The first query gets all the data sets, and calls the 2nd to get each file in turn.

let
// base URL for all daily updates, format is 01-22-2020.csv, starting 22-jan-2020
startDate = #date(2020,1,22),
// this generate is a "loop" that returns a separate table for each day's data
tableList = List.Generate(()=>startDate, each not Date.IsInNextDay(_), each Date.AddDays(_,1), MakeTableForDate),
// Now combine the data into a massive table
combinedTables = Table.Combine(tableList),
// Adjust all the types and replace nulls with blanks in the combined table
#"Changed Type" = Table.TransformColumnTypes(combinedTables,{{"Last_Update", type datetime}, {"Confirmed", Int64.Type}, {"Deaths", Int64.Type}, {"Recovered", Int64.Type}, {"Lat", type number}, {"Long_", type number}, {"Active", Int64.Type}}),
#"Replaced Value" = Table.ReplaceValue(#"Changed Type",null,"",Replacer.ReplaceValue,{"Admin2"}),
#"Replaced Value1" = Table.ReplaceValue(#"Replaced Value",null,0,Replacer.ReplaceValue,{"Confirmed"}),
#"Replaced Value2" = Table.ReplaceValue(#"Replaced Value1",null,0,Replacer.ReplaceValue,{"Deaths"}),
#"Replaced Value3" = Table.ReplaceValue(#"Replaced Value2",null,0,Replacer.ReplaceValue,{"Recovered"}),
#"Replaced Value4" = Table.ReplaceValue(#"Replaced Value3",null,0,Replacer.ReplaceValue,{"Active"}),
#"Replaced Value5" = Table.ReplaceValue(#"Replaced Value4",null,"",Replacer.ReplaceValue,{"Combined_Key"}),
#"Replaced Value6" = Table.ReplaceValue(#"Replaced Value5","Mainland China","China",Replacer.ReplaceText,{"Country_Region"}),
outputTable = Table.AddIndexColumn( #"Replaced Value6", "RowIndex", 0, 1)
in
outputTable

 

and 

 

(inputDate as date) =>
// returns a table full of values for the particular date
// this is called by the GetFileList query
let
baseURL = "https://github.com/CSSEGISandData/COVID-19/raw/master/csse_covid_19_data/csse_covid_19_daily_reports/",
csvName = Date.ToText(inputDate, "MM-dd-yyyy") & ".csv",
webName = baseURL & csvName,
// webContents = Web.Contents(baseURL, [Query=[csvName]]),
webContents = Web.Contents(baseURL, [RelativePath=@csvName]),
dataTablenh = try Csv.Document(webContents) otherwise #table({},{}),
dataTableoh = Table.PromoteHeaders(dataTablenh),
// rename columns so we'll get a consistent table design
// new field names FIPS,Admin2,Province_State,Country_Region,Last_Update,Lat,Long_,Confirmed,Deaths,Recovered,Active,Combined_Key
dataTableR = Table.RenameColumns( dataTableoh,
{{"Province/State", "Province_State"},
{"Country/Region", "Country_Region"},
{"Last Update", "Last_Update"},
{"Latitude", "Lat"},
{"Longitude", "Long_"}}, MissingField.Ignore),
dataTable = Table.AddColumn(dataTableR, "File Date", each inputDate)

in
dataTable

 

Note if you want to be able to use the PowerBI service to refresh the data you have to use the form of the query using RelativePath.

 

Note I also use a lot of DAX to (somewhat correctly, and somewhat bug ridden- playing with that -- ) in order to combine the data into my dashboard which you can take a look at here.

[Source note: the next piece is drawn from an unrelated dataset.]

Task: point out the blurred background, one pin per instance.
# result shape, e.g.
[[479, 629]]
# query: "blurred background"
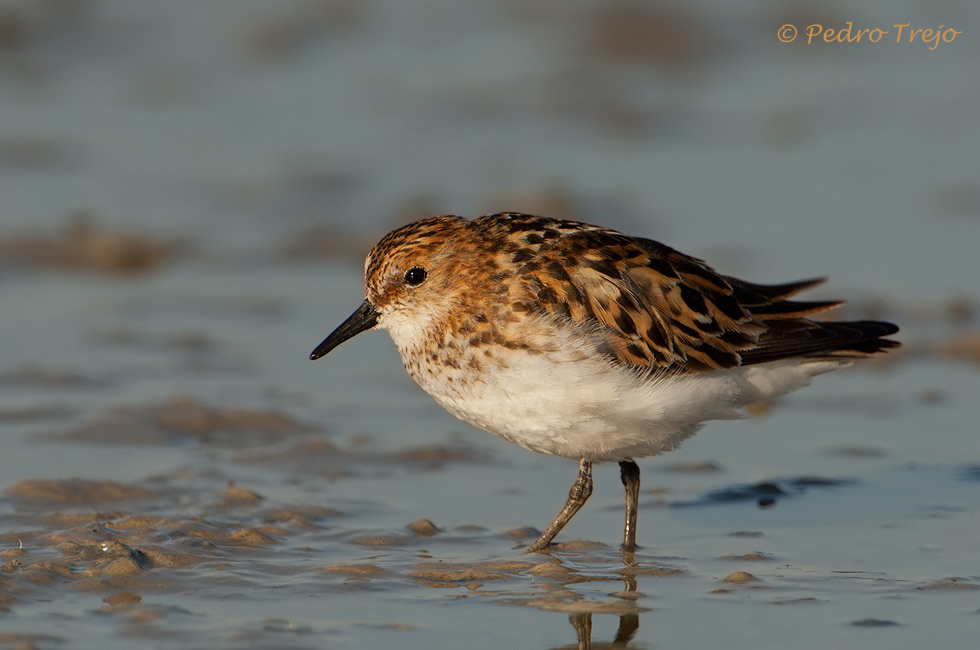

https://app.powerbi.com/view?r=eyJrIjoiNjRmMGZkMzItOTc1Ny00MjhhLTk3YmEtZjFkOWUwNWNjMGQ2IiwidCI6IjYwN...

 

@ericleigh007 

 

Hey thanks so much for the additional information.  I'll have to take a closer look at code you're using to transform the data.  A few days after I got my small workbook up and running John Hopkins again adjusted the dataset.....   LOL  So I know exactly what you mean.

 

Keep up the good work! Impressive Dashboard!